CANTON — Beginning on Aug. 22, St. Lawrence University’s Richard F. Brush Art Gallery will host two exhibitions to kick off the 2018-19 academic year.

The first is being curated by artist Kristin Rehder and is titled “Through the Narrows: Meditations on an Adirondack River,” which documents through her photography 137 miles along the Oswegatchie River. Rehder used a 1945 medium-format Rolleiflex twin lens reflex camera, which gives the photographs an implication of age, some grittiness, and the candor of black and white.

“Influenced by my studies in visual ethnography, I moved forward with clear parameters for shooting,” she commented. “I photographed from my kayak only on the eastern branch of the Oswegatchie, where I regularly paddle or where I could step out of the boat and work from the shoreline. I used one type of film and one camera, with its original—and by no means pristine—Xenar 1:3.5/75mm lens.”

She had to first navigate through a narrows—a channel of water that cuts through metamorphic rock dating back more than 900 million years. “What evolved were visual meditations—a chance to observe the simple gifts of a natural place and to commit to preserving those gifts, and others like it, for future generations.”

Rehder will also give an artists lecture with a gallery reception to follow beginning at 7 p.m. on Monday, Sept. 10, in Griffiths Art Center, room 123. The exhibition will run through Oct. 13.

The second exhibition is curated by art historian Caroline Welsh and is titled "Water Makes Its Way: Adirondack Photographs by Nathan Farb, Eliot Porter, and Gary Randorf."

Three pioneers in color photography capture water sculpting rock in stunning Adirondack views. Nathan Farb, Elliot Porter, and Gary Randorf are world-renowned photographer-naturalists whose passionate wilderness advocacy further distinguishes their contributions as artists.

Nathan Farb (born 1941) began his photography career in New York City, but returned to his childhood home in the Adirondack Mountains in 1981 to produce large scale Cibachrome prints and three Rizzoli book publications that celebrate wilderness through expansive mountainscapes and intimate details.
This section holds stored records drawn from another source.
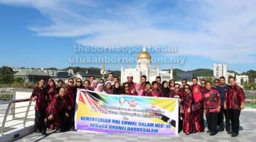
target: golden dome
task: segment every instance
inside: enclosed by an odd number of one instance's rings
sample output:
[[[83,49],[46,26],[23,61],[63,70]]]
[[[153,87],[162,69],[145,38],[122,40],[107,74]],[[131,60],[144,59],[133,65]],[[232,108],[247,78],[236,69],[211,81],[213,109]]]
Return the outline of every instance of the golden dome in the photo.
[[[137,60],[139,59],[148,59],[148,60],[151,59],[150,54],[146,51],[145,48],[142,49],[142,51],[137,56]]]

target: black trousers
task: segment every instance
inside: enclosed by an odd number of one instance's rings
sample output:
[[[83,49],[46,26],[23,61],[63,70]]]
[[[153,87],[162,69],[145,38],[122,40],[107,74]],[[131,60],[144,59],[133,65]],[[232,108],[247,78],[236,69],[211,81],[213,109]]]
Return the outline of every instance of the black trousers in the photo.
[[[218,113],[207,113],[206,121],[208,124],[208,129],[213,133],[217,132],[217,122],[218,122]]]
[[[70,119],[65,116],[65,112],[60,112],[58,114],[60,120],[60,131],[66,131],[70,129]]]
[[[224,116],[225,130],[229,131],[230,130],[230,119],[228,114],[228,109],[225,109],[223,106],[221,106],[220,111],[218,114],[218,126],[220,126],[220,129],[224,128]]]
[[[231,121],[231,128],[232,131],[234,133],[238,133],[239,131],[239,125],[240,125],[240,114],[241,110],[235,109],[229,109],[228,110],[228,116],[230,118]]]
[[[36,111],[34,125],[35,130],[40,131],[42,133],[45,133],[46,131],[46,129],[45,126],[45,111]]]

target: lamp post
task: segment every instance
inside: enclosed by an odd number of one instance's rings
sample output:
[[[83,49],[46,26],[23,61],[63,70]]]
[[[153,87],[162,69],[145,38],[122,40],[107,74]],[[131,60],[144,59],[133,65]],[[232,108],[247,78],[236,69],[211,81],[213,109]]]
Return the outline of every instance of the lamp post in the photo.
[[[252,109],[253,108],[253,98],[254,98],[254,93],[253,93],[253,87],[251,87],[251,90],[252,90]]]

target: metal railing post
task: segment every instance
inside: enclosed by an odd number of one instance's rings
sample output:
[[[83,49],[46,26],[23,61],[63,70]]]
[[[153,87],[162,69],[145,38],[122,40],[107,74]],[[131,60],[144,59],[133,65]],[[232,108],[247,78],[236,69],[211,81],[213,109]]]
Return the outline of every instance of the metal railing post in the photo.
[[[5,113],[5,115],[4,115],[4,120],[3,120],[3,123],[2,123],[2,126],[1,126],[1,136],[4,135],[4,125],[5,125],[5,123],[6,123],[6,119],[7,119],[8,114],[9,114],[9,110],[10,110],[10,108],[11,108],[11,104],[12,104],[11,102],[8,104],[8,106],[7,106],[7,109],[6,109],[6,113]]]
[[[30,106],[31,105],[31,103],[32,103],[32,101],[29,101],[28,106],[27,107],[27,110],[26,111],[26,115],[25,115],[25,117],[24,117],[23,127],[26,126],[26,120],[27,120],[27,118],[28,118],[28,112],[29,112],[29,109],[30,109]]]

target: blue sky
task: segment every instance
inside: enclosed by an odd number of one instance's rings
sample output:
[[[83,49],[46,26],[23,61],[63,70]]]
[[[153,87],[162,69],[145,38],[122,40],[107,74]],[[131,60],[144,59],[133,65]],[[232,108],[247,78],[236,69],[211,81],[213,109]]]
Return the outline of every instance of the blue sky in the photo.
[[[226,62],[256,70],[255,1],[0,0],[0,65],[64,68],[70,57],[133,57],[119,53],[74,53],[76,45],[178,47],[182,70]],[[159,62],[161,69],[170,64]],[[135,63],[126,63],[135,65]],[[101,63],[75,63],[101,67]],[[107,63],[119,70],[121,63]]]

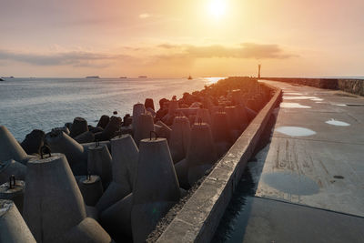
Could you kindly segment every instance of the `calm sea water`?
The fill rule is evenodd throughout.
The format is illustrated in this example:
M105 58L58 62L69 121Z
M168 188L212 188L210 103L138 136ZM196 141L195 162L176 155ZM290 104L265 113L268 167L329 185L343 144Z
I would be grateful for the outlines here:
M33 129L46 132L82 116L96 125L102 115L131 113L147 97L182 96L219 78L12 78L0 82L0 125L22 141Z

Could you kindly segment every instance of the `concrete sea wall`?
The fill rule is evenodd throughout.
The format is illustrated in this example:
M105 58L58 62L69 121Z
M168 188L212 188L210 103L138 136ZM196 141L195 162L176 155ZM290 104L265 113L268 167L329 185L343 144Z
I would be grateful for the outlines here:
M260 79L293 83L327 89L339 89L364 96L364 80L343 78L262 77Z
M275 95L250 122L225 157L186 202L157 242L209 242L241 178L248 160L253 155L282 91Z

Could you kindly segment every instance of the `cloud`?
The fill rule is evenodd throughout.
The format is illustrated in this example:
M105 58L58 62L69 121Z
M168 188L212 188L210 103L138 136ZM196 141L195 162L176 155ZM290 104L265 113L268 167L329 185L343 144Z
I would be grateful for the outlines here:
M139 15L139 18L148 18L150 17L149 14L144 13Z
M235 46L222 45L194 46L160 44L147 46L122 46L114 52L101 53L79 48L67 50L51 46L49 54L12 52L0 49L0 61L15 61L33 66L74 67L109 67L112 66L146 66L155 65L192 65L198 58L285 59L298 56L278 45L243 43Z
M222 45L193 46L193 45L171 45L162 44L157 47L165 49L167 54L160 57L174 58L254 58L254 59L284 59L297 56L286 53L278 45L261 45L255 43L243 43L238 46L224 46Z
M110 55L83 51L42 55L0 50L0 60L22 62L34 66L73 66L104 67L105 61L110 62L113 60L116 61L130 58L132 57L126 55Z

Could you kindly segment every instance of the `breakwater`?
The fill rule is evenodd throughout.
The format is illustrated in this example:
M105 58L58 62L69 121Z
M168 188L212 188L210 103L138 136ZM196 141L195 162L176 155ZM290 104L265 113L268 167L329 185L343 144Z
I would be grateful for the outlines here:
M20 144L2 126L0 198L16 197L24 219L7 217L14 206L2 201L0 223L25 223L28 242L144 242L232 146L240 149L240 135L254 133L275 96L254 78L229 77L162 98L158 110L147 98L123 117L102 116L96 127L76 117L46 134L34 130Z
M280 81L327 89L339 89L364 96L363 79L346 78L302 78L302 77L262 77L260 79Z

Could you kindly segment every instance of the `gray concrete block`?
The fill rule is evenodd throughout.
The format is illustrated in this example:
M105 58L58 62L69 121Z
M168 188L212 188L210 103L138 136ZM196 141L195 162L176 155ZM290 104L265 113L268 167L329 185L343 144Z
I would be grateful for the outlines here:
M134 127L134 140L136 146L139 146L141 139L149 137L151 131L155 131L153 116L150 114L140 114Z
M95 206L104 193L100 177L97 175L82 176L78 179L78 187L87 206Z
M137 103L133 106L133 120L132 120L133 130L135 130L135 128L137 126L139 116L145 113L147 113L147 110L146 106L143 104Z
M111 155L106 145L93 145L88 147L87 172L101 177L104 189L112 180Z
M117 242L122 242L125 236L132 238L132 206L133 194L130 193L101 214L101 225Z
M139 150L130 135L111 139L113 181L129 187L131 192L136 173Z
M14 175L20 180L25 179L26 166L14 159L0 162L0 184L5 183Z
M52 153L65 154L75 176L87 174L87 154L79 143L61 131L47 134L46 140Z
M86 216L84 200L63 154L29 162L24 218L38 242L53 242Z
M186 116L176 116L173 120L169 139L169 148L175 163L186 157L191 129L189 120Z
M0 243L35 242L14 202L0 200Z
M106 231L93 218L86 218L54 243L110 243L114 242Z
M23 163L27 160L27 155L9 130L0 126L0 161L9 159Z
M15 179L15 181L14 181L14 178L12 178L11 181L9 179L8 182L0 185L0 199L12 200L15 204L18 210L20 212L23 212L23 202L24 202L24 193L25 191L25 183L23 180ZM10 183L12 186L11 187L10 187Z
M167 139L141 140L131 212L134 242L144 242L179 197L179 184Z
Eliot Porter (1901-1990) revolutionized nature photography by setting new standards with the publication of In Wildness Is the Preservation of the World (1962) and Forever Wild: the Adirondacks (1966). Porter’s work became synonymous with the Sierra Club, an environmental organization he directed from 1965 to 1971.
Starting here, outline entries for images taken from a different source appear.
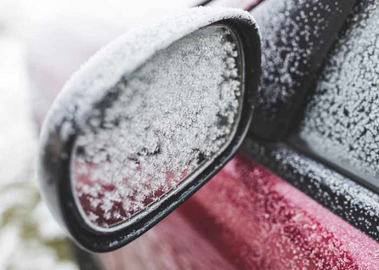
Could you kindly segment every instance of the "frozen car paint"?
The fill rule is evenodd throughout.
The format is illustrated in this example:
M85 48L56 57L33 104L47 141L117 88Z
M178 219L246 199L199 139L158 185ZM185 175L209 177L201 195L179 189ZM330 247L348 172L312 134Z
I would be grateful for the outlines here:
M356 5L317 80L294 140L377 191L379 22L379 1Z
M266 0L251 11L262 33L262 76L251 130L282 139L355 0Z
M145 235L102 258L110 270L375 270L379 245L240 156Z
M65 21L64 23L65 26L68 25L67 24L69 23L67 21ZM63 25L63 24L62 24ZM76 22L75 25L78 25L77 21ZM85 24L79 24L79 25L83 33L87 33L87 32L88 33L91 33L91 31L93 32L93 30L91 28L90 25L88 25L87 28L85 28ZM54 36L54 34L56 33L56 29L51 29L50 34L49 35L49 36ZM59 41L59 39L57 38L58 37L66 36L68 40L70 40L70 44L77 44L78 47L73 48L72 51L74 52L77 52L77 55L83 57L82 58L82 61L84 61L86 58L86 56L82 56L84 54L87 54L87 56L88 56L94 52L95 50L92 49L92 51L91 53L88 53L88 51L90 51L91 50L91 48L93 48L93 47L96 47L96 48L99 48L103 44L109 42L111 39L111 38L109 38L109 39L105 39L102 41L98 40L95 40L93 38L91 39L90 37L89 37L90 38L83 39L79 38L78 36L77 35L72 34L70 30L67 28L65 29L64 27L61 27L59 29L59 31L60 32L59 32L59 34L57 35L57 36L56 37L56 38L52 38L52 40L50 40L50 42L54 42L56 40ZM119 33L121 32L120 31ZM107 34L109 33L107 33ZM104 34L100 35L103 37L105 36ZM115 35L115 36L116 35L117 35L117 34ZM105 37L104 38L105 38ZM40 39L39 39L38 40L40 41ZM61 40L60 42L61 42ZM84 43L84 42L85 42L85 43ZM39 42L38 44L39 44L40 43ZM47 43L45 43L45 44L47 44ZM58 42L58 43L56 45L59 45L59 44L60 43ZM51 55L53 55L53 52L55 51L55 47L56 47L54 46L51 47L49 47L48 46L35 47L35 52L39 52L40 55L44 56L44 57L42 58L41 57L34 58L31 62L31 64L33 64L33 67L35 67L35 68L32 69L32 71L35 74L35 76L34 76L33 78L35 79L37 78L38 80L38 81L36 82L38 83L36 83L36 84L39 86L38 90L41 91L40 92L40 96L41 97L43 97L46 95L54 96L54 94L51 94L51 92L54 91L54 89L56 91L58 87L56 87L56 86L54 86L54 87L44 87L43 86L47 85L50 82L51 80L55 79L56 78L57 83L54 83L54 84L52 83L52 84L50 84L50 86L56 85L58 83L61 85L61 84L63 83L63 82L67 79L67 77L68 76L69 74L71 73L70 71L67 72L61 72L61 70L58 68L58 67L56 65L51 66L48 68L44 68L43 67L45 67L45 66L41 67L38 65L39 61L41 61L42 59L45 60L49 59L50 61L52 62L53 59L52 59L49 57L49 55L48 54L48 53L50 52ZM32 54L31 55L32 56L34 56L36 55ZM73 61L71 60L68 60L68 59L70 59L70 57L71 56L72 56L72 54L68 55L67 57L64 59L64 61L61 61L61 63L64 67L66 67L66 68L70 69L72 71L75 69L75 68L72 68L72 66L75 65L76 64L75 64L75 62L73 62ZM60 68L61 68L62 67ZM44 75L41 76L42 74L43 74ZM54 76L49 75L51 74L54 74ZM40 76L38 76L39 75ZM59 85L59 86L60 86L60 85ZM42 115L42 114L41 115ZM41 121L41 119L40 119L40 121ZM229 167L230 168L230 166ZM234 166L233 168L234 168ZM278 193L280 192L280 198L282 201L291 202L294 199L295 196L296 196L298 195L300 195L300 196L301 195L301 194L299 193L295 188L289 185L285 182L278 178L277 176L275 176L272 173L269 173L267 170L263 169L259 166L253 165L253 164L249 164L247 166L246 168L245 168L245 171L246 172L246 174L248 174L251 172L253 172L254 169L265 172L265 175L266 177L261 179L264 181L264 183L266 183L267 184L267 185L265 186L266 187L269 185L270 183L272 183L272 181L274 180L276 181L277 181L276 182L277 183L281 184L281 185L277 186L274 185L273 186L274 187L276 186L278 188L280 188L277 189L276 191L274 191L273 189L267 189L264 192L262 192L259 196L259 198L261 198L260 200L264 200L265 198L272 198L274 196L273 196L272 197L270 197L270 194L278 195ZM228 245L227 244L227 243L224 244L222 244L223 242L226 242L222 240L222 236L224 235L224 234L219 233L218 234L218 235L213 235L211 237L211 239L213 240L212 241L209 240L210 238L208 237L210 233L212 232L216 232L217 233L220 232L222 230L220 228L222 228L223 225L222 225L219 222L216 222L216 220L218 220L218 219L217 218L217 215L215 214L210 216L211 218L210 219L211 220L208 222L208 220L206 219L206 217L208 216L207 215L204 214L203 212L201 210L201 209L203 208L202 206L203 204L205 205L210 205L211 203L215 203L217 202L219 202L217 201L212 201L212 198L210 197L209 199L209 202L207 202L208 199L206 197L208 194L211 194L212 188L215 187L216 185L221 184L220 182L222 181L222 179L223 179L223 176L221 177L221 174L223 173L223 171L224 170L220 172L219 175L216 176L216 178L215 178L214 179L211 180L209 184L206 185L199 192L198 194L200 196L203 192L203 190L208 190L207 193L204 193L204 194L202 196L201 199L200 199L200 198L197 198L197 197L198 195L195 195L193 196L193 199L190 199L191 201L189 201L188 202L186 203L188 205L186 207L187 207L188 208L190 209L192 208L192 210L191 210L192 213L196 213L198 211L199 212L198 215L193 214L192 215L188 214L187 215L188 218L190 217L191 218L193 218L194 219L194 220L195 220L195 221L193 222L193 225L191 225L190 226L188 226L188 225L185 225L186 224L188 224L189 223L189 218L185 217L185 215L183 215L182 213L183 212L181 210L181 208L179 208L177 210L174 211L171 215L168 217L168 218L162 221L161 223L147 233L145 236L142 236L139 239L131 243L130 246L126 246L125 248L118 251L102 255L102 257L104 258L104 261L106 262L106 265L109 267L110 269L117 270L122 269L123 268L126 269L128 269L128 267L131 267L131 266L135 265L137 266L141 265L148 265L148 266L151 267L151 268L155 268L157 269L167 269L167 267L168 266L173 266L174 267L176 267L176 268L180 269L180 266L183 266L183 268L186 269L191 268L192 269L198 269L201 268L202 267L204 266L206 266L206 268L208 269L211 269L212 266L215 266L215 268L217 269L222 269L222 267L223 267L224 269L233 269L233 266L231 266L231 264L228 263L230 261L235 262L239 261L240 264L238 265L243 265L244 264L243 261L244 260L247 260L247 261L248 261L248 254L247 252L245 251L244 253L243 252L241 252L242 254L245 254L246 255L245 257L243 256L237 257L234 256L233 255L231 256L228 256L227 254L228 252L232 253L232 248L234 246ZM316 175L315 172L312 172L312 173ZM223 174L223 175L225 175L225 174ZM261 175L261 176L262 175ZM297 176L299 177L297 179L298 181L301 181L302 179L304 179L302 178L300 176ZM229 185L230 185L230 187L232 187L234 184L239 184L241 182L243 182L244 179L246 178L247 177L246 175L239 175L239 178L233 178L232 181L229 181L228 182ZM258 177L258 176L256 176L254 178L252 177L250 178L249 179L251 180L252 182L253 182L254 181L259 180L260 178L260 176ZM216 180L216 179L217 180ZM219 183L218 184L213 184L213 182L216 181ZM212 185L211 188L211 185ZM210 186L210 187L208 187L208 186ZM281 192L281 187L283 186L288 187L289 189L285 189ZM316 192L318 191L317 189L318 187L318 186L316 185L314 188ZM225 185L225 188L226 188L227 187L227 185ZM352 189L354 188L352 187L349 188ZM288 192L287 191L289 189L293 191L293 192ZM218 190L219 190L219 189ZM205 191L204 191L204 192L205 192ZM238 193L236 193L234 194L234 196L237 197L237 194ZM311 196L311 194L310 195ZM321 194L321 196L322 196L323 195ZM311 199L309 199L309 197L303 196L301 198L302 199L302 201L297 203L284 203L282 204L281 206L281 211L283 212L286 212L286 211L288 211L290 209L292 209L294 212L303 211L302 212L303 213L305 216L312 216L313 215L312 213L313 207L305 207L304 205L315 206L317 205L316 203ZM223 199L224 198L223 198ZM240 201L242 202L244 200L246 200L247 202L250 202L249 201L250 199L246 197L243 197ZM256 200L257 200L258 199ZM191 202L193 200L195 200L197 203L191 203ZM277 202L277 201L275 202ZM219 202L221 203L222 202L222 201L219 201ZM186 205L186 204L185 205ZM336 204L335 206L337 207L338 207L337 204ZM211 206L209 206L207 207L211 209L210 211L211 210ZM368 238L363 234L357 231L356 229L351 226L347 225L346 223L343 220L331 214L328 210L323 207L321 207L320 205L316 206L315 207L316 208L322 209L324 210L321 212L321 214L319 216L318 216L316 217L317 218L325 216L327 219L331 218L331 220L335 222L336 224L331 224L330 223L328 222L325 222L324 223L324 219L322 219L319 220L319 224L318 224L318 226L319 226L320 228L323 228L324 229L317 229L311 231L309 229L303 227L301 225L301 223L299 223L300 221L298 220L296 221L296 219L295 219L295 221L291 220L292 224L297 225L295 228L298 230L298 232L306 231L307 230L308 232L313 232L316 239L316 240L313 241L314 244L315 242L316 243L321 242L321 239L324 239L323 235L325 235L325 230L330 230L331 229L335 230L337 228L336 224L338 225L338 223L339 223L339 225L345 228L345 230L343 231L342 232L346 233L347 234L346 235L351 236L352 234L357 236L356 237L352 238L352 241L350 241L350 239L348 240L348 242L351 242L348 246L347 246L345 244L343 245L343 246L345 247L344 249L345 250L348 249L346 247L354 246L354 243L356 241L358 241L358 243L356 244L356 247L362 247L365 246L368 247L367 249L369 250L369 251L370 250L373 251L372 252L369 252L367 253L365 253L365 251L364 251L363 254L362 254L362 252L357 252L356 250L355 251L352 251L351 253L356 254L356 255L354 256L354 258L356 258L355 263L354 263L355 264L348 265L348 264L346 264L344 265L344 266L347 266L346 268L347 269L378 269L378 266L376 266L375 264L370 265L364 263L364 261L366 259L366 256L367 257L367 261L370 262L370 264L372 263L373 260L375 259L376 258L377 258L376 260L378 260L377 255L376 255L377 253L376 254L375 253L376 251L377 251L377 249L376 249L377 248L375 246L375 245L377 245L377 246L378 246L378 244L377 242L373 241L371 238ZM205 207L205 206L204 206L204 208ZM225 208L225 209L227 209L227 208ZM359 210L358 209L358 210ZM253 212L253 211L252 211L252 212ZM219 211L218 213L220 216L222 216L225 214L225 213L224 212L221 213L221 211ZM231 214L229 213L229 214L230 215ZM236 216L235 217L235 220L238 220L238 217ZM229 233L230 233L231 231L233 231L233 229L232 228L232 225L236 224L237 222L232 223L231 220L225 220L223 224L227 224L228 222L230 222L231 225L231 226L229 226L231 228L229 230ZM205 221L207 222L205 222ZM203 230L201 228L200 225L204 223L206 224L205 227L206 228L208 228L207 230ZM274 223L273 221L271 221L270 219L260 219L259 221L259 226L262 226L268 228L275 228L275 224L276 224ZM312 225L313 224L312 224ZM248 227L247 224L244 224L244 230L241 231L240 237L239 238L236 238L235 239L235 241L237 243L240 241L248 241L249 239L245 238L245 237L244 237L243 234L246 231L248 232L250 230L250 229L253 228L249 227L249 230L245 230L245 229L248 228ZM180 231L181 228L183 228L183 231ZM172 232L177 230L179 230L178 232L180 232L180 233L178 233L177 235L173 234ZM295 236L296 234L298 232L293 231L291 234L288 234L287 235L292 235L293 236L292 237L295 238ZM285 232L284 231L280 231L276 234L271 234L270 235L270 238L269 238L266 240L269 240L270 241L270 242L271 243L274 242L274 241L280 242L282 241L283 237L286 237L284 233ZM217 233L215 233L214 234L217 235ZM181 236L183 236L183 237L182 237ZM262 241L262 239L256 236L255 236L255 238L252 238L252 240L251 241L253 244L255 245L255 249L259 251L260 248L264 248L266 246L266 241ZM337 234L336 235L336 236L337 237L338 237ZM315 237L314 237L313 239L314 239ZM317 239L320 239L320 241L318 242ZM230 242L232 242L233 241L233 239L230 239ZM299 242L297 241L297 243L299 243ZM344 243L346 243L346 241L345 241ZM275 244L274 245L275 246ZM219 251L219 249L217 247L217 246L220 247L219 249L223 249L225 251L222 253L220 252ZM281 246L283 248L283 250L285 251L284 254L279 257L279 258L281 258L281 261L283 264L282 269L288 269L288 268L285 268L285 267L290 265L289 265L290 262L286 262L286 261L290 261L292 259L292 256L293 255L292 255L291 254L293 254L293 251L289 248L290 246L281 245ZM300 252L296 251L296 254L299 257L303 257L304 255L302 254L304 252L307 251L307 250L312 250L315 246L311 244L310 242L308 243L304 240L303 242L302 246L302 250ZM287 249L287 248L288 248ZM332 250L329 249L327 250L329 250L331 256L332 256ZM309 253L308 254L309 254ZM319 269L322 269L322 262L323 261L327 260L330 258L330 256L326 256L325 253L322 255L321 255L321 253L319 253L319 254L318 260L319 262L321 262L321 263L320 263L321 264L319 265L321 266L320 267ZM358 254L358 255L359 256L357 256L356 254ZM285 257L287 255L288 255L288 257ZM376 257L375 257L376 256L377 256ZM259 261L260 263L260 265L263 265L266 263L265 263L265 262L271 262L271 264L273 263L272 262L275 258L271 256L270 256L269 257L267 257L267 256L268 256L268 255L261 258L260 260ZM228 259L231 257L232 258L234 258L234 260L233 259L231 260ZM197 259L194 260L193 258L196 258ZM255 259L255 261L256 262L257 261L257 260ZM351 261L349 260L349 262L351 262ZM146 265L146 264L148 264ZM247 265L248 265L248 263L246 263ZM268 264L268 263L267 263L267 265ZM308 268L309 269L311 268L309 267ZM314 267L313 268L317 269L317 267Z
In 1972, Gary Randorf (born 1937) was hired as an ecologist with the New York State Adirondack Park Agency and conducted, along with Clarence Petty, a comprehensive review of the Park’s wild, scenic, and recreational rivers. Randorf later became executive director of the Adirondack Council and led that organization’s efforts to combat acid rain’s devastating impacts on the Park during the 1970s and ’80s. He published The Adirondacks: Wild Island of Hope in 2002.

Their photographs of water—still and reflective or in furious motion—are among the finest photographic depictions of Adirondack scenery.